Rubia Barcia, José

Mugardos, 1914 – California, 1997. Writer and lecturer exiled in Cuba and the US.
(Image from https://www.gf.org/fellows/all-fellows/jose-rubia-barcia/)

As a child, José Rubia Barcia stood out as an excellent student. Thanks to his grades in high school he was awarded a state grant to study a university degree in a Spanish institution of his choice. At the age of 17, he moved to Granada to study Philosophy. In this city, he became involved in politics, started to write for several local magazines, took part in the university theatre group ‘La carreta’, which can be considered as a precursor of Federico García Lorca’s group ‘La Barraca’, became in fact acquainted with Lorca (who also acted in La carreta), and finished a PhD in Arabic Studies. Rubia Barcia enjoyed and contributed to the thriving cultural and policial life of the Spanish Second Republic, whose project he saw as a historical opportunity to fully modernise the country.

During the Spanish Civil War, Rubia Barcia became fully involved in the defense of the Republic. He fought at the front, became director of the magazine Armas y Letras and was put in charge of the correspondence with the Soviet Union. When the war ended, he crossed the French border and was sent to a concentration camp in Saint Laurent de Cerdans where he almost died because of the cold. He managed to escape and in Paris got in touch with one of his uncles who lived in Cuba, in Havana.
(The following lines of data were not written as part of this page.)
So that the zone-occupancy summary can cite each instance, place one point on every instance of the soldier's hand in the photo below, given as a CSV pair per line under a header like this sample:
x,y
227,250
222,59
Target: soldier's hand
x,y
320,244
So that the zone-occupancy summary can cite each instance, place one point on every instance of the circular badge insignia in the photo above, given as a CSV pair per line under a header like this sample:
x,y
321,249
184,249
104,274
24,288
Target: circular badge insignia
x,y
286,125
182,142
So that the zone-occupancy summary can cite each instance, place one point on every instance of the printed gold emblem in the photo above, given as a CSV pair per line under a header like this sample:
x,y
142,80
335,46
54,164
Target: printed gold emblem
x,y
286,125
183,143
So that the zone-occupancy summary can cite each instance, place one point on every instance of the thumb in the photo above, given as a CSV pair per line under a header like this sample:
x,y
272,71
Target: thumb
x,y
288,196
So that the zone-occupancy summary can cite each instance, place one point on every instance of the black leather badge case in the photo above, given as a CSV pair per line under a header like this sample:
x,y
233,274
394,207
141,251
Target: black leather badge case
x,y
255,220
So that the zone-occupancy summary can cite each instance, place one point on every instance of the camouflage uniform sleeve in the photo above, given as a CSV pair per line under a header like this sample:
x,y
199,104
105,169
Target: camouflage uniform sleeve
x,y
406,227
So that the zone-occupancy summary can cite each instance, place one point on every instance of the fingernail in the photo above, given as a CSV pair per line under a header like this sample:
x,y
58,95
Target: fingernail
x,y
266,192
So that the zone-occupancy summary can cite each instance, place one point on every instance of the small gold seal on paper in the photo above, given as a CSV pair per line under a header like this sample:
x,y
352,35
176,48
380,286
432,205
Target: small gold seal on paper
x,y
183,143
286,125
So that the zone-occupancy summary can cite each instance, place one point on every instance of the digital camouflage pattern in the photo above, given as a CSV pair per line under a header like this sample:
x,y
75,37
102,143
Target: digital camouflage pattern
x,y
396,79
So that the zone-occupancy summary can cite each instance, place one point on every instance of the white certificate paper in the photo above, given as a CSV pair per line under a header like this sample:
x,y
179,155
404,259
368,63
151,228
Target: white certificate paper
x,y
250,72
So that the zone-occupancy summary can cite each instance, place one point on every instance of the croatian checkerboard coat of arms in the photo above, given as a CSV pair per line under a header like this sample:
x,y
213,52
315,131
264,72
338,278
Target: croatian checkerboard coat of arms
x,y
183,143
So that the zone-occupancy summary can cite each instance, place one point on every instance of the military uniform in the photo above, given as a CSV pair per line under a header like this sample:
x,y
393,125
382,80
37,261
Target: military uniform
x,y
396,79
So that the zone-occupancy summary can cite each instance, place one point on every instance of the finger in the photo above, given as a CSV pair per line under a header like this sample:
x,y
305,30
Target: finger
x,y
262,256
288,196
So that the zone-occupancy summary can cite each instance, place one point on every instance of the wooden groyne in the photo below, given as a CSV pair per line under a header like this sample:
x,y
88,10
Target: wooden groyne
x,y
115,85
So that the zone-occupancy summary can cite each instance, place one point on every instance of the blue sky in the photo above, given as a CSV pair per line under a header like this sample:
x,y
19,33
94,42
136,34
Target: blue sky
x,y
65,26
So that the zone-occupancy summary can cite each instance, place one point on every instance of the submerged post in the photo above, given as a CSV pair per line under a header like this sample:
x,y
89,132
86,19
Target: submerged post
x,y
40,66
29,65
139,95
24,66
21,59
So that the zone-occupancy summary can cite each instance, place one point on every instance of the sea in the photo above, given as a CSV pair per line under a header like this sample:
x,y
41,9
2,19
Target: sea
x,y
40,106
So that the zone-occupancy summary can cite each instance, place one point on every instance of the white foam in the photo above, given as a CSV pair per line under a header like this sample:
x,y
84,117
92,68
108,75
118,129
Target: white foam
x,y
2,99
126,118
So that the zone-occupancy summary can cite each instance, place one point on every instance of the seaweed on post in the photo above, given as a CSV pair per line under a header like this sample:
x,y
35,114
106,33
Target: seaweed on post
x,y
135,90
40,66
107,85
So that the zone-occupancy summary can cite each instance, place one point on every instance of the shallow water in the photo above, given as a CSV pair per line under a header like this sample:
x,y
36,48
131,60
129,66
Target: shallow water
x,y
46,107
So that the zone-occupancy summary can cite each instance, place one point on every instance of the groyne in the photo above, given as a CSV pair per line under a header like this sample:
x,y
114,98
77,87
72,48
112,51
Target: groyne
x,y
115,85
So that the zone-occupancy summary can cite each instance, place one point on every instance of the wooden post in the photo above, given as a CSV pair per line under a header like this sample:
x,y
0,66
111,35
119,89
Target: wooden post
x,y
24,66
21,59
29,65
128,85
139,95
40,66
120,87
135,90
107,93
Thanks to the economic aid he received from this uncle, Rubia Barcia was able to travel to the island, where he stayed from 1939 to 1943, until he was invited by the also exile and prestigious Hispanist Américo Castro to work as a Language Assistant at Princeton University in New Jersey.

In the US he was under FBI surveillance and encountered continuous difficulties to stay legally in the country, as he was suspected of being a communist agent (because of his ties with the Spanish Republic). In 1945, the immigration authorities began a deportation process against him. He was imprisoned in Seattle and almost returned to Spain. A year earlier, he had met the film director Luis Buñuel in New York, who convinced him to work together for Warner Bros in Hollywood, where for two years they mostly worked dubbing American films into Spanish. Buñuel was also under close surveillance by the FBI.

Rubia Barcia’s struggles with the American authorities came to an end ten years later, thanks to the support he received from the University of California, where he had been hired as Teaching Assistant in 1947. At this institution, Rubia Barcia developed a prolific academic career in Hispanic Studies, publishing extensively on authors such as Unamuno and Valle-Inclán, supervising countless PhD thesis and becoming Head of Department of Spanish and Portuguese in 1963. He published regularly in pro-Republican newpapers such as España Libre, where he expressed strong criticism against Franco and US support to his regime. These articles were gathered in the volume Prosas de razón y hiel. Desde el Exilio: desmitificando al franquismo y ensoñando una España mejor (Venezuela, 1976). He had also published the theatre play Tres en Uno. Auto sacramental a la antigua usanza (1940) during his stay in Cuba. In the US, he wrote the volume of surrealist prose poetry Umbral de sueños (1961), with illustrations by the also Galician exile Eugenio Granell. After the end of the dictatorship, he published a poetry collection in Galician, A aza enraizada. Cantigas de Bendicer (1981) He retired in UCLA in 1985 and passed away in California in 1997 (Sources: Eva Ocampo Vigo and Esperanza Piñeiro de San Miguel, Xosé Rubia Barcia. Un intelectual ferrolán no exilio (1995), José Manuel González Herrán, José Rubia Barcia: Unha vida contada (2014)).